We visited the National Hurricane Center at the time and its Director Bob Sheets commented to me that had Hurricane Andrew come ashore only 20 or 30 miles farther north–in the densely populated “Gold Coast” area of south Florida–it could have been a $70-billion-dollar disaster which might well have bankrupted Florida property insurers at the time.

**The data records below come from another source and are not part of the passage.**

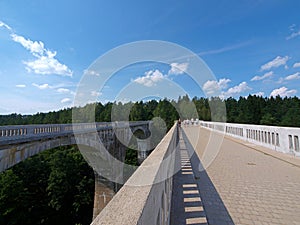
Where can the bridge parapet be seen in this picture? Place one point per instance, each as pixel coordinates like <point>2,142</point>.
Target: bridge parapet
<point>146,197</point>
<point>20,133</point>
<point>282,139</point>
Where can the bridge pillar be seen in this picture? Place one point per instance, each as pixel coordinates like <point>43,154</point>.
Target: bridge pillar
<point>104,192</point>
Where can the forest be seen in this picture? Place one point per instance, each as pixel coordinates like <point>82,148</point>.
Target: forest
<point>57,186</point>
<point>274,111</point>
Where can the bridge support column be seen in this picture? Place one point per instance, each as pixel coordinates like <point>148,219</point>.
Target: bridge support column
<point>104,192</point>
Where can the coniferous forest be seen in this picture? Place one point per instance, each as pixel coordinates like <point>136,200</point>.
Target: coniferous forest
<point>57,186</point>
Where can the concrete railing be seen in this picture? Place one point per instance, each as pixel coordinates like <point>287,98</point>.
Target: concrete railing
<point>12,133</point>
<point>282,139</point>
<point>146,197</point>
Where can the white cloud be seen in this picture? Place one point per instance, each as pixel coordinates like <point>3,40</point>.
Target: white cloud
<point>278,61</point>
<point>296,65</point>
<point>20,85</point>
<point>63,90</point>
<point>237,89</point>
<point>212,87</point>
<point>45,62</point>
<point>41,86</point>
<point>294,32</point>
<point>95,93</point>
<point>266,75</point>
<point>259,93</point>
<point>294,76</point>
<point>92,73</point>
<point>178,68</point>
<point>65,100</point>
<point>2,24</point>
<point>283,92</point>
<point>33,46</point>
<point>151,78</point>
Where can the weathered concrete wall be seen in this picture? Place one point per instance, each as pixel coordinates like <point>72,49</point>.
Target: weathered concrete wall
<point>101,144</point>
<point>146,196</point>
<point>282,139</point>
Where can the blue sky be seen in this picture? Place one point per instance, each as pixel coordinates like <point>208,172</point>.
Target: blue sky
<point>252,47</point>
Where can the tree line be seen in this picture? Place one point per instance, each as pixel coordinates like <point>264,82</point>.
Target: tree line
<point>53,187</point>
<point>253,109</point>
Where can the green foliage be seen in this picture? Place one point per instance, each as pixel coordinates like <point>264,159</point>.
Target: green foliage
<point>53,187</point>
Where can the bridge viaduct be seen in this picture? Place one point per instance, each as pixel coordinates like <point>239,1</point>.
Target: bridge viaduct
<point>102,146</point>
<point>213,173</point>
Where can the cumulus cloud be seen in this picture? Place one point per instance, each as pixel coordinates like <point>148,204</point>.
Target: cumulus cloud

Of Hurricane Andrew, the National Hurricane Center (NHC), in an excellent report reposted by the NWS-Miami Forecast Office on that catastrophic storm, writes:”Hurricane Andrew was the strongest and most devastating hurricane on record to hit southern Florida. It struck South Miami-Dade County (then known as Dade County) during the pre-dawn hours on Monday, August 24th, 1992. It caused an estimated $26 billion damage in the United States making it at the time the most expensive natural disaster in United States history, not to be surpassed until Hurricane Katrina 13 years later. Almost all of the damage cost was from southern Dade County, where the number of homes destroyed was approximately 49,000, with an additional estimated 108,000 damaged. In Homestead, the hardest hit community, more than 99% (1167 of 1176) of all mobile homes were completely destroyed. 15 direct deaths and 28 indirect deaths were attributed to Andrew in mainland South Florida, all but 3 of these occurring in Dade County.

Andrew was a Category 5 at landfall, with maximum sustained winds of 165 mph and a minimum central pressure of 922 millibars. It’s one of only four hurricanes to make landfall in the United States as a Category 5 since 1900 (the others being the 1935 Florida Keys Labor Day storm, Hurricane Camille in 1969, and Hurricane Michael in 2018).”